Bola / Bola Indonesia
Kamis, 04 Juni 2026 | 15:51 WIB
Pelatih timnas putri Indonesia Satoru Mochizuki saat memberikan keterangan usai pertandingan melawan Singapura di Stadion Arcamanik, Kota Bandung, Rabu (3/6/2026). (ANTARA/Rubby Jovan)
Baca 10 detik
  • Pelatih Satoru Mochizuki meminta maaf atas kekalahan timnas putri Indonesia 0-2 dari Singapura di Stadion Arcamanik, Bandung.
  • Kekalahan terjadi karena para pemain gagal menemukan ritme permainan terbaik meskipun telah berjuang keras sepanjang pertandingan.
  • Mochizuki mengevaluasi kegagalan tim dalam memanfaatkan peluang serta pentingnya pengalaman laga internasional bagi perkembangan fisik dan performa pemain.

Suara.com - Pelatih Timnas Putri Indonesia Satoru Mochizuki meminta maaf setelah tim asuhannya kalah dari Singapura.

Skuad Garuda Pertiwi tumbang 0-2 pada pertandingan Garuda Championship Series 2026 di Stadion Arcamanik, Bandung, Rabu (3/6/2026) malam.

“Saya ingin meminta maaf dan saya merasa sangat sedih karena walaupun kita bermain di home tetapi kita kalah dalam pertandingan hari ini,” kata Mochizuki melansir ANTARA, Kamis (4/6/2026).

Ia menilai para pemain sebenarnya telah menunjukkan semangat juang dan kerja keras sepanjang pertandingan. Namun, tim gagal memanfaatkan peluang untuk membalikkan keadaan.

“Pemain sudah berjuang dengan baik serta keras. Dengan tambahan arahan dari pelatih, seharusnya kedudukan bisa berbalik,” ujarnya.

Terkait faktor penyebab kekalahan, pelatih asal Jepang tersebut menilai anak asuhnya kesulitan menemukan ritme permainan sejak awal laga.

Menurut dia, dalam sesi latihan para pemain mampu mengalirkan bola dengan baik, tetapi performa tersebut tidak dapat ditampilkan secara maksimal saat pertandingan berlangsung.

“Kalau dilihat dari latihan terakhir, pemain sudah bisa bermain dan membawa bola dengan baik. Tetapi hari ini kesulitan memulai pertandingan untuk mendapatkan ritme yang bagus,” katanya.

Ia mengakui seharusnya dapat memberikan arahan yang lebih baik agar para pemain tampil lebih tenang di lapangan.
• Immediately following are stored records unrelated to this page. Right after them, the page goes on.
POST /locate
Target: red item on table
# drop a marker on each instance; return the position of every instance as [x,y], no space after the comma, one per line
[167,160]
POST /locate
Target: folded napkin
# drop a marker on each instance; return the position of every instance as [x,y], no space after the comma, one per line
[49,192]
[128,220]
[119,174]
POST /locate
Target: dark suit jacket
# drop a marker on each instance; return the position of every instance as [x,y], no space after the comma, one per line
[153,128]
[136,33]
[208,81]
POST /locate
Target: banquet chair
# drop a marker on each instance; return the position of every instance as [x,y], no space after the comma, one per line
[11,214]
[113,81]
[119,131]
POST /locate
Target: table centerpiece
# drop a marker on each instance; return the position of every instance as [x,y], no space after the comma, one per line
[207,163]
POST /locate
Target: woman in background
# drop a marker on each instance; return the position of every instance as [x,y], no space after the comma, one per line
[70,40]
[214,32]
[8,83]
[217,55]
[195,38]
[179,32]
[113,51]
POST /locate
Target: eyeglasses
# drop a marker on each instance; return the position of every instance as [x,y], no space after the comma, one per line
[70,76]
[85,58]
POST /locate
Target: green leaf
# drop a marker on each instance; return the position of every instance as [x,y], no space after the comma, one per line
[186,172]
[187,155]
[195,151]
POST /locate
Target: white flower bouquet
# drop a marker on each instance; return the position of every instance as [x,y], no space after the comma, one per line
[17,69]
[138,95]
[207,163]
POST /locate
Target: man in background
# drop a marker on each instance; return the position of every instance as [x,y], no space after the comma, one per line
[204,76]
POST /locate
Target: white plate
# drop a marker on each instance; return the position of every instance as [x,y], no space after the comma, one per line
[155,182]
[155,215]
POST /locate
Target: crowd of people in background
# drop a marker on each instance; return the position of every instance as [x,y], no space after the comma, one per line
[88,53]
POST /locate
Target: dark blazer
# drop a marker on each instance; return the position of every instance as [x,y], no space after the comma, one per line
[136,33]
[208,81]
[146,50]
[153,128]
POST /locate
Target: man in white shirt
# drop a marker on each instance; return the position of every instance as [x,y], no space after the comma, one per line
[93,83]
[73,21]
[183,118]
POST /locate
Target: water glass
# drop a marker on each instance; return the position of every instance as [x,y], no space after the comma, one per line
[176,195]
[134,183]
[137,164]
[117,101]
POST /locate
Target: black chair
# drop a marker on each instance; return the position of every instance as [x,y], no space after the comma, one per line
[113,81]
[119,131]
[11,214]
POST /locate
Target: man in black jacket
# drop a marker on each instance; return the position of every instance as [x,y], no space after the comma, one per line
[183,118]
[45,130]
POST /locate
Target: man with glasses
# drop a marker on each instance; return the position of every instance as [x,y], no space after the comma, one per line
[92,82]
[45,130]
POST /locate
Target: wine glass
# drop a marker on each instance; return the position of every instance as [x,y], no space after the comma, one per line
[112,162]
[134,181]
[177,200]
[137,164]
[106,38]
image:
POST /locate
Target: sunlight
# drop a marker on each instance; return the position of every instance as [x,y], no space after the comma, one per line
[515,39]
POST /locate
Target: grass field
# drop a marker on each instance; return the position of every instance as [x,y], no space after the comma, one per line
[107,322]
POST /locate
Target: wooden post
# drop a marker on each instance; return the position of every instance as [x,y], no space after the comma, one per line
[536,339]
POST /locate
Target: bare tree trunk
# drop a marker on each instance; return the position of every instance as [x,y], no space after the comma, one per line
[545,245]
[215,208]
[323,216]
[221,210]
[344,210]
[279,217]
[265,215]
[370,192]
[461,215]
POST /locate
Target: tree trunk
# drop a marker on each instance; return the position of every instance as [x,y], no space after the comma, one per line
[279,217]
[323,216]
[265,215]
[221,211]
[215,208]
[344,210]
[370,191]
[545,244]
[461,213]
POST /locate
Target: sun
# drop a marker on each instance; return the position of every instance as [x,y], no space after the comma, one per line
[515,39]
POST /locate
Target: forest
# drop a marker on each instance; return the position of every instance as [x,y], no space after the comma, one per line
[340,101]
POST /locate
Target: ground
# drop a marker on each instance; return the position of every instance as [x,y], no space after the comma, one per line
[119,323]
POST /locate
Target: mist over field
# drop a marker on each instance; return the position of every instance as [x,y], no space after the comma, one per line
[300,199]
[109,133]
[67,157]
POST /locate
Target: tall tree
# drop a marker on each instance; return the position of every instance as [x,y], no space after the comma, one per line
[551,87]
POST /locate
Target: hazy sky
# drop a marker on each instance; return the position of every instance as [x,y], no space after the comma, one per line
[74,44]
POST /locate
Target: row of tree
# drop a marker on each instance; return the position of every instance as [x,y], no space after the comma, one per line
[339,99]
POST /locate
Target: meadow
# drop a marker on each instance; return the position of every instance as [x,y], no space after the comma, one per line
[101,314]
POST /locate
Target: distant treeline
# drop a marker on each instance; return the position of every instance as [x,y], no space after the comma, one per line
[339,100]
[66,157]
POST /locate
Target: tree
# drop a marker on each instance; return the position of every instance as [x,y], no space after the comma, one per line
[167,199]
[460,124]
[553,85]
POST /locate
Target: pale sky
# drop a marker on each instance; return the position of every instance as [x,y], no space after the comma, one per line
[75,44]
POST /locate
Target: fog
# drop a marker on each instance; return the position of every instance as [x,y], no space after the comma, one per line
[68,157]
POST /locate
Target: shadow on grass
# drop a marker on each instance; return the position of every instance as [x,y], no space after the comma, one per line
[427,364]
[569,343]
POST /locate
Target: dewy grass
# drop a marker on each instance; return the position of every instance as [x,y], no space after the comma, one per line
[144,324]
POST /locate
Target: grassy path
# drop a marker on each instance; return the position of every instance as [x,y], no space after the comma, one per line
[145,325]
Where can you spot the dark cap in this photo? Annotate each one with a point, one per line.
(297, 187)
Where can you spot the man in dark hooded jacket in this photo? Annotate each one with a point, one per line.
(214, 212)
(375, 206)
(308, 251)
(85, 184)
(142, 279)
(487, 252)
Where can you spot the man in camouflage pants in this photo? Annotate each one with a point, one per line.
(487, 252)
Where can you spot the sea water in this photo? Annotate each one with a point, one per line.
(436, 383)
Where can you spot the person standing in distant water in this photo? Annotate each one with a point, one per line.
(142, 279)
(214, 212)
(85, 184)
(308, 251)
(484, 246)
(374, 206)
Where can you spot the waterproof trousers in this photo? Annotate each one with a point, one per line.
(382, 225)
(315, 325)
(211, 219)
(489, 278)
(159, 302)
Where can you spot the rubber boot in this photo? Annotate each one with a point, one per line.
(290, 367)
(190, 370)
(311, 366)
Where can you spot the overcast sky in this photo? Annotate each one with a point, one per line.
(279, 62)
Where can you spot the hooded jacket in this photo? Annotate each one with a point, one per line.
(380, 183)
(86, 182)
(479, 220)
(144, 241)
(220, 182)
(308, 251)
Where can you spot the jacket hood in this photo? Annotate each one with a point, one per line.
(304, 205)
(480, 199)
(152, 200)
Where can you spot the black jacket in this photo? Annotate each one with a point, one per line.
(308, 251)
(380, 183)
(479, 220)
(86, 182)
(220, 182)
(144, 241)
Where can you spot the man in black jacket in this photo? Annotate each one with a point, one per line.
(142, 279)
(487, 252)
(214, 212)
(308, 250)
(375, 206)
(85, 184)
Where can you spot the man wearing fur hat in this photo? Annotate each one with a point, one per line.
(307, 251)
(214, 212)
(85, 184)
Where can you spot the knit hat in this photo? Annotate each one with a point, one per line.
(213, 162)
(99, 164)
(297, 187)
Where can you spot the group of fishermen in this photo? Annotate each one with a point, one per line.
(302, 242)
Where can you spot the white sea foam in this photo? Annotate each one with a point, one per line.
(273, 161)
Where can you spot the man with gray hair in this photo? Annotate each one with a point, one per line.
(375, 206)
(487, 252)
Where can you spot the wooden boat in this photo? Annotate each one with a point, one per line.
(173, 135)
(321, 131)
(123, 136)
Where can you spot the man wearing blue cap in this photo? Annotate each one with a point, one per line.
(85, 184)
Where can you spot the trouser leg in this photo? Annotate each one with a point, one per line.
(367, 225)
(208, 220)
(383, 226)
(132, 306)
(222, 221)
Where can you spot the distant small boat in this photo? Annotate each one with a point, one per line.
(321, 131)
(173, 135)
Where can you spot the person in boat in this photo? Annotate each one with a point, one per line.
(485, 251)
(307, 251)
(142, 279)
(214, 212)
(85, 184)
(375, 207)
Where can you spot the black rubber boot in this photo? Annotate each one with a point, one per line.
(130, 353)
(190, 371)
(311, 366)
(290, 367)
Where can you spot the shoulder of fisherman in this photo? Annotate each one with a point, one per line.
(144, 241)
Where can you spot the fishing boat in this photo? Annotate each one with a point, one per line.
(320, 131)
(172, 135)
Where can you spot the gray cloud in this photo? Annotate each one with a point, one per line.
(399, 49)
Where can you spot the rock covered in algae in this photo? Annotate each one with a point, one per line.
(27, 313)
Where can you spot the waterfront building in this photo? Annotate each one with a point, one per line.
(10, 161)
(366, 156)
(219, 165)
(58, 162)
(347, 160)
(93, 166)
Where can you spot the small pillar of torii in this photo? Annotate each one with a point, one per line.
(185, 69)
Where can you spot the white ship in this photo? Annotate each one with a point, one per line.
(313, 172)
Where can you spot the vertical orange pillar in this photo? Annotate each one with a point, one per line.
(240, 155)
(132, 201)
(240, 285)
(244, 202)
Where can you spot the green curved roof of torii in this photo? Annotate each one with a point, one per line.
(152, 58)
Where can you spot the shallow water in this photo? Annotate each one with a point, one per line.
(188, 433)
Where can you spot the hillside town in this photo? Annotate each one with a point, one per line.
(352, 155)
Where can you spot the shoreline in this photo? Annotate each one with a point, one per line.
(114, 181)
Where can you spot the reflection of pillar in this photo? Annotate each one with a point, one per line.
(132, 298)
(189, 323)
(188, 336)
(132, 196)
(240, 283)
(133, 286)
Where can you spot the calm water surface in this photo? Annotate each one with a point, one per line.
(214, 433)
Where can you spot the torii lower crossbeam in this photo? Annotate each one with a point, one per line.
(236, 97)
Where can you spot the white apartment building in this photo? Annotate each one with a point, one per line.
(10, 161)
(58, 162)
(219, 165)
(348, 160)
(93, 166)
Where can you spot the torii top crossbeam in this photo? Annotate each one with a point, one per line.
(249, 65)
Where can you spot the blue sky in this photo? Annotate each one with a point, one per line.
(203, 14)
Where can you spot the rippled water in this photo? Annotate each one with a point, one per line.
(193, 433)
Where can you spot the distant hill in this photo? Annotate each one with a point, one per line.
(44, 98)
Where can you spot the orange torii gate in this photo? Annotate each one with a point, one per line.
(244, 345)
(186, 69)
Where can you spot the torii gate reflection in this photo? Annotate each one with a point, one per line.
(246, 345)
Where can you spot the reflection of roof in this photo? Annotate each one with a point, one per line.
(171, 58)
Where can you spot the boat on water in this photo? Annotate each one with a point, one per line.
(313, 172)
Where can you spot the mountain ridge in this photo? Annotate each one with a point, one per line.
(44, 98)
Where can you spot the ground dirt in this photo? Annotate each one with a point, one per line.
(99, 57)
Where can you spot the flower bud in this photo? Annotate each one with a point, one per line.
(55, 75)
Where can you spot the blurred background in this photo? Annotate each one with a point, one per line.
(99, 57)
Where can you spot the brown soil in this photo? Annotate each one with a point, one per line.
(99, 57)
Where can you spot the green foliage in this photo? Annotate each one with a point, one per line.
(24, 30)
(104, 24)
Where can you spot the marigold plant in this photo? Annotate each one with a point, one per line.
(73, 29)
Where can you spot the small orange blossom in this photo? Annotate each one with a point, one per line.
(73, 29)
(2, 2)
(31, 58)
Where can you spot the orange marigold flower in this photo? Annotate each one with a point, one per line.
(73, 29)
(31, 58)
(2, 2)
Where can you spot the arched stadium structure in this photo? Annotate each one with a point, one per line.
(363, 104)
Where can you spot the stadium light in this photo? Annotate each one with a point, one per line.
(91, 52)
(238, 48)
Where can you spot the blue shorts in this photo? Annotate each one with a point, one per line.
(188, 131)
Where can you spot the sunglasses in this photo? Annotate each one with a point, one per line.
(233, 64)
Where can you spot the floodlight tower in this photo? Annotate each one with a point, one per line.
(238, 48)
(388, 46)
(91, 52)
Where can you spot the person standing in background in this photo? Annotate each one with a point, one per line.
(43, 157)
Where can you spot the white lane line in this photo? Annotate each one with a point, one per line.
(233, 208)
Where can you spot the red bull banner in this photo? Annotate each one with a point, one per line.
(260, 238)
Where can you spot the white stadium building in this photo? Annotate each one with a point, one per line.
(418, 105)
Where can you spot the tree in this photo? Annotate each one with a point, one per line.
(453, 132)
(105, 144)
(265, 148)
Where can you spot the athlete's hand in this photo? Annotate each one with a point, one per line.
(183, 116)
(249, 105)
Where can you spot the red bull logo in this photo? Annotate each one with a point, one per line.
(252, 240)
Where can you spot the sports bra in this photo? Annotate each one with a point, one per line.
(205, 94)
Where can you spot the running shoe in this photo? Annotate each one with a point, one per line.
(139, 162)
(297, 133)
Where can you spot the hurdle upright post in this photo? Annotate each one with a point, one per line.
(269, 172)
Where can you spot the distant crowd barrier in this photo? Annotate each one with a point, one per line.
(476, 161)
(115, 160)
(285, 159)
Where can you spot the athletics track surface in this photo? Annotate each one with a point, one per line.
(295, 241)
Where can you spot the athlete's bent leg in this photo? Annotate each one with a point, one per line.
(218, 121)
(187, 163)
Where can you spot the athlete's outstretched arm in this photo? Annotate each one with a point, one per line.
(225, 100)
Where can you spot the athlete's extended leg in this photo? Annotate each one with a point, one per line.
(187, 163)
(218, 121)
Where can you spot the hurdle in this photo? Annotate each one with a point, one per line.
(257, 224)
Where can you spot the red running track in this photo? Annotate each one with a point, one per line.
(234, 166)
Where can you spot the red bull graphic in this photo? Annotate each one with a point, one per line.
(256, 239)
Baca Juga: Alasan Keamanan, Dua Laga Timnas Indonesia Putri Dipastikan Tanpa Penonton

“Mungkin saya bisa memberikan saran supaya pemain lebih tenang lagi dalam bermain. Memang dalam sepak bola ketika kita sudah kehilangan ritme, susah untuk membangun ritme kembali,” ujarnya.

Mochizuki juga menjelaskan pemilihan susunan pemain didasarkan pada kondisi fisik dan performa para pemain selama pemusatan latihan.

Menurut dia, sejumlah pemain yang telah mengikuti pemusatan latihan selama satu bulan menunjukkan kondisi yang baik sehingga dipilih sebagai starter.

“Pemain tidak hanya berkembang melalui latihan atau uji coba. Melalui pertandingan internasional seperti inilah mereka bisa berkembang,” kata Mochizuki.